Mehr als 640.000 YouTube-Nutzer hatten im Vorfeld über die besten Fragen abgestimmt. Die wurden auch alle gestellt - bis auf die erstplatzierte: Seinen Standpunkt zur Legalisierung von Marihuana muss der Präsident nicht ausbreiten, obwohl, wie ein Nutzer schreibt, diese doch dabei helfen würde, "neue nützliche und unentdeckte Dinge zu produzieren und exportieren".

Waren die YouTube-Debatten im Rahmen des Vorwahlkampfs 2008 noch heftig diskutiert und mit Spannung erwartet worden, haftet dem Auftritt des Präsidenten nichts Bahnbrechendes mehr an. Mit welcher Geschwindigkeit das Internet in den Alltag der US-Politik eingezogen ist, zeigt ein Blick auf die politischen Gegner Obamas: Die Republikaner galten lange Zeit als äußerst medienfeindlich. Doch wäre ein YouTube-Auftritt von George W. Bush noch unvorstellbar gewesen, hatten Ende 2009 etwa 89 Prozent aller republikanischen Mitglieder des Repräsentantenhauses einen eigenen YouTube-Kanal.

Man nannte ihn Internet-Präsidenten

Der Top-Republikaner Eric Cantor ließ während der Debatte um die Gesundheitsreform ein Video zusammenstellen, in dem konservative Ärzte vor den Folgen von Obamas Gesetzesvorhaben warnten. Selbst der texanische Senator John Cornyn, für seine ultrakonservativen Ansichten bekannt, sammelte Nutzervideos mit Ideen für die Verwendung des Geldes aus dem Konjunkturpaket.

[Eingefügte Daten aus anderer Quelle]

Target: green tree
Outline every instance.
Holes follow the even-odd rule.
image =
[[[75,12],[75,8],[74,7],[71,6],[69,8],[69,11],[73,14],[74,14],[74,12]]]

Auch die derzeit unberechenbarste konservative Vereinigung, die extrem Obama-feindliche "Tea Party"-Bewegung, kommuniziert längst über soziale Netzwerke und Blogs miteinander. Und wenn die konservative Posterfrau Sarah Palin in wenigen Tagen vor die Versammlung der Bewegung tritt, wird ihre Rede - natürlich - im Netz übertragen.

So geht es dem oft als "Internet-Präsidenten" bezeichneten Obama wie allen Pionieren. Mit dem YouTube-Interview im Februar 2010 mag er Geschichte geschrieben haben - viel Aufsehen erregt er damit nicht: Längst sind die meisten professionellen Volksvertreter in den USA zu Internet-Politikern geworden.